Sonographic features of SCT such as size, AAPSS classification, solid or cystic composition or presence or absence of calcifications have not been predictive of either fetal survival or future malignant potential (Altman et al., 1974; Flake, 1993). One exception to this may be the unilocular cystic form of SCT, which has a relatively favorable prognosis because of benign histology and limited vascular and metabolic demand (Horger and McCarter, 1979; Mintz et al., 1983). The growth of the SCT in relation to the size of the fetus is also unpredictable and may increase, decrease or stabilize as gestation proceeds. However, a rapid phase of tumor growth usually precedes the development of placentomegaly and hydrops. Highly vascular lesions are more likely to undergo rapid tumor growth and to be associated with the development of placentomegaly and hydrops. The prenatal mortality, unlike postnatal mortality, is not due to malignant degeneration but to complications of tumor mass or tumor physiology (Flake et al., 1993). The tumor mass may result in malpresentation or dystocia, which in turn may result in tumor rupture and hemorrhage during delivery. Dystocia has been reported in 6% to 13% of cases in postnatal series (Giugiaro et al., 1977; Musci et al., 1983; Gross et al., 1987). SCTs may also spontaneously rupture in utero leading to significant fetal anemia or death (Sy et al., 2006). The most important benefit of prenatal diagnosis is prevention of dystocia by elective or emergency cesarean section. Tumor mass effect may also result in uterine instability and preterm delivery because of uterine distention (Flake et al., 1986; Bond et al., 1990). Massive polyhydramnios is frequently seen in large fetal SCTs, which also predisposes to uterine irritability and preterm delivery.
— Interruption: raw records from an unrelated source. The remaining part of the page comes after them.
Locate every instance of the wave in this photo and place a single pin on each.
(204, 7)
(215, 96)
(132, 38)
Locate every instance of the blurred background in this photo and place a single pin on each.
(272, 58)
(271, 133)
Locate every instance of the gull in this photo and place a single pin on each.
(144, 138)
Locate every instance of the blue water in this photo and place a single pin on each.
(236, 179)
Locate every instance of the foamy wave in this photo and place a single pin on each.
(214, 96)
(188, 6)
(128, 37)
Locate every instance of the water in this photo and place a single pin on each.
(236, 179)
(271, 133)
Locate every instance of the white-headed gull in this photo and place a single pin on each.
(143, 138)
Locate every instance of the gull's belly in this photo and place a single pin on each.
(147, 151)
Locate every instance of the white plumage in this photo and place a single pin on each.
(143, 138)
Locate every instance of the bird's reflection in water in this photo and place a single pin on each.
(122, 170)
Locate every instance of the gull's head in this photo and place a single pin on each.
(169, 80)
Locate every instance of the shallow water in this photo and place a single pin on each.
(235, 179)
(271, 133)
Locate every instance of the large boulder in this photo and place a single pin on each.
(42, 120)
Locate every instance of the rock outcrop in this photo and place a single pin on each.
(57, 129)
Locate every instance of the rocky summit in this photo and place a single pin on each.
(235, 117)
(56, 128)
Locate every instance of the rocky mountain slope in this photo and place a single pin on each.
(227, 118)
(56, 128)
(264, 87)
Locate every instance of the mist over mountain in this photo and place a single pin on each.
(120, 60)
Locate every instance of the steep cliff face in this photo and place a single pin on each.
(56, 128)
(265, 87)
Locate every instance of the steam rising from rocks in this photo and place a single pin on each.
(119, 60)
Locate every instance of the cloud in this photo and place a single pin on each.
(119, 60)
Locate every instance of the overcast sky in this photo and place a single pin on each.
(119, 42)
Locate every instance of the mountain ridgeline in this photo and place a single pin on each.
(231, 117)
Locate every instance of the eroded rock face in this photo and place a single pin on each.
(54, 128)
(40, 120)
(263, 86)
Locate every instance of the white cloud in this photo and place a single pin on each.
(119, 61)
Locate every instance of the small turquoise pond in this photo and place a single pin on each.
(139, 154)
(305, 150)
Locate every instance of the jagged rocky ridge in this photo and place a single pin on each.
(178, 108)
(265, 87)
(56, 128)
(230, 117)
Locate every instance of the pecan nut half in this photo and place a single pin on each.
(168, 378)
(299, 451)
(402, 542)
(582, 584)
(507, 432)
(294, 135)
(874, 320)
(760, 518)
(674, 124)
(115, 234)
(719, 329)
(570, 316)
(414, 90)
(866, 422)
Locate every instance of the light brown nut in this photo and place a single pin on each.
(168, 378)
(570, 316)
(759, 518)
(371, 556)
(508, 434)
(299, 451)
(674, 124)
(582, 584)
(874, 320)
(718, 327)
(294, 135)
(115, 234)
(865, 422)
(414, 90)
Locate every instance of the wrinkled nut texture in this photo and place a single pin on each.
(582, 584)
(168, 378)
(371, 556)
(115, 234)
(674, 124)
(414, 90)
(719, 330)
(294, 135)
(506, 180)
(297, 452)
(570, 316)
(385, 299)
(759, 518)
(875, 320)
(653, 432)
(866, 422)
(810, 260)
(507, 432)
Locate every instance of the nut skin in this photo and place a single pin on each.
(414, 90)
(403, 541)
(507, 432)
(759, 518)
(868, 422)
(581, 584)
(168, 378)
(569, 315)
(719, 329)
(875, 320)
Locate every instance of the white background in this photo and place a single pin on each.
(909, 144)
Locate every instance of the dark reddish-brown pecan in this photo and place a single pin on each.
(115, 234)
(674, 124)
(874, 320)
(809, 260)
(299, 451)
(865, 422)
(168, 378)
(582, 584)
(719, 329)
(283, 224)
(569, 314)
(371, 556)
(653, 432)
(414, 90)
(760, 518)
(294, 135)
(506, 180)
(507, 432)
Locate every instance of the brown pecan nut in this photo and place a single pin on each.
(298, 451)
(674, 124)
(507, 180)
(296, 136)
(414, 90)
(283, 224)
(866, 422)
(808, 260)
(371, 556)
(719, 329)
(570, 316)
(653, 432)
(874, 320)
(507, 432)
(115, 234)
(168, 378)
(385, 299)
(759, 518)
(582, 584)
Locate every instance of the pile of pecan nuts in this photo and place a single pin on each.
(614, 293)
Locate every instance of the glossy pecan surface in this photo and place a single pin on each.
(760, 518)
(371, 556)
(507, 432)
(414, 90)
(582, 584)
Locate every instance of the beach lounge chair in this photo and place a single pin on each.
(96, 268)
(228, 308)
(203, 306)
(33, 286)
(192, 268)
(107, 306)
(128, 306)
SCT may occur in twins further complicating the prenatal management. In the series of Hedrick et al., 10% of the cases occurred in twin gestations (Hedrick et al., 2004). The presence of SCT in a twin gestation increases the risk of preterm delivery. Because SCT is associated with an increased risk of fetal death, intrauterine demise of a monochorionic twin with SCT places the surviving unaffected co-twin at risk of adverse neurologic outcome (Ayzen et al., 2006).
The physiologic consequence of fetal SCT depends on the metabolic demands of the tumor, blood flow to the tumor and the presence and degree of anemia. The features of the SCT (i.e. whether cystic or solid, size and rate of growth) all affect the metabolic demands of fetal SCT. While classically thought to derive its blood supply from the middle sacral artery (Smith et al., 1961), these large tumors often parasitize blood supply from the internal and external iliac systems. This may result in vascular "steal" from the umbilical artery blood flow to the placenta. As an SCT outgrows its blood supply, tumor necrosis may occur leading to tumor rupture and hemorrhage. The high-output cardiac failure in fetal SCT can be diagnosed by fetal echocardiography and Doppler studies (Flake et al., 1986; Langer et al., 1989; Schmidt et al., 1989). When hydrops develops in fetuses with SCT, all have dilated ventricles and dilated inferior venae cavae due to increased venous return from the lower body (Flake, 1993). Serial sonographic examinations in fetal SCT often show progressive increases in combined ventricular output and descending aortic flow velocity. In general, placental blood flow is decreased by the vascular steal by the SCT (Schmidt et al., 1989; Flake, 1993) and may lead to the finding of end-diastolic flow reversals in the umbilical artery.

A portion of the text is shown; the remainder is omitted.